Com a construção do Teatro São José ficou
definido a área que passaria a ser urbanizada como uma praça
no ritmo do Brasil Republicano e comemorando o Centenário da
sua Independência, passado a ter praticamente a mesma forma que
tem hoje.
No centro da praça foi erguido uma coluna/monumento de secção
circular com 35 metros de altura, montada sobre uma base cúbica
de 5,00m de aresta. O conjunto escultórico está construído
com tijolos moldados em diatomita sobre base de pedra e cal, desenvolvida
sobre um eixo vertical gerado por uma escada helicoidal de 2,60m de
diâmetro e com 115 degraus. Está revestida e decorada exteriormente
com elementos jônicos, frisos, cornijas, moldura e outros detalhes
executados com argamassa de cal e areia. Sobre sua base se encontram
um conjunto de placas de mármore onde podemos ler a lista dos
nomes dos amantes desta luminosa cidade praieira, vinculados à
história da cidade através deste singelo e elegante monumento.
Encimando o monumento, se encontra a imagem do Cristo Redentor de autoria
dos escultures: José Rangel Sobrinho, José Maria Sampaio
e Vicente Leite - pintor. A sua altura é de 2,70 m e está
executada em alvenaria como o restante do monumento. Segura com sua
mão esquerda uma cruz e tem o braço direito levantado,
estendido e alçado sobre a cidade, numa posição
de quem abençoa e protege o seu rebanho.
O Círculo Operário São José foi responsável
pelo “projeto” e execução do monumento. Tiveram
como mestres: Antônio Machado, Domigos Reis, Severino Moura.

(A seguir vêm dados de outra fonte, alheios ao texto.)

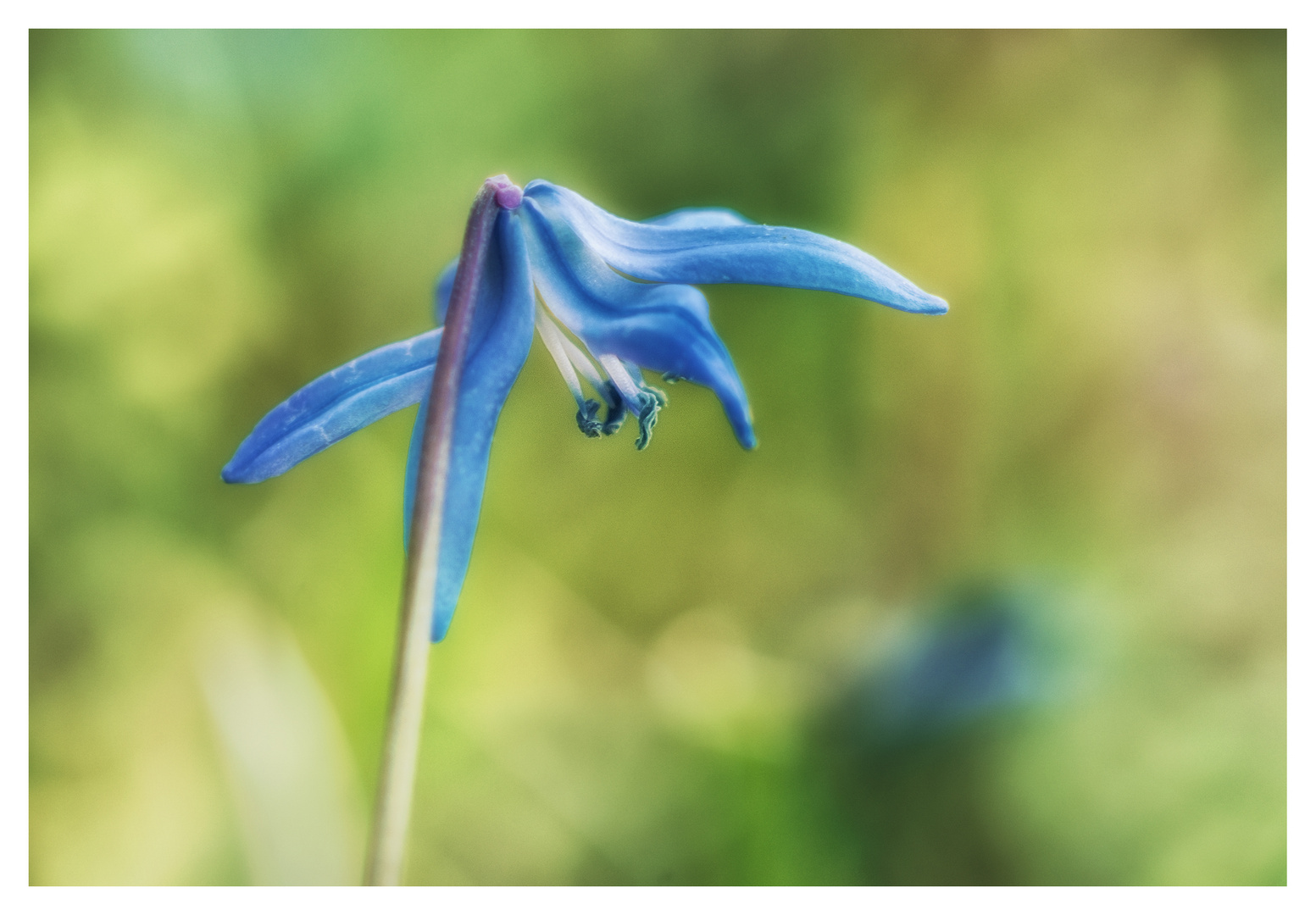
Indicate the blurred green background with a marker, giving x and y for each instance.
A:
(671, 667)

O monumento desde sua inauguração foi dotado de um relógio
de quatro esferas, apontadas para os quatros pontos cardeais. Infelizmente
a oscilação da coluna não permitiu o perfeito funcionamento
do mesmo que foi transferido posteriormente para a Igreja dos Remédios.
Após a segunda guerra mundial foi demolido o muro circular que
circundava o monumento e que imprimia-lhe uma boa proporção
e limpeza formal. Felizmente hoje se encontra novamente restaurado.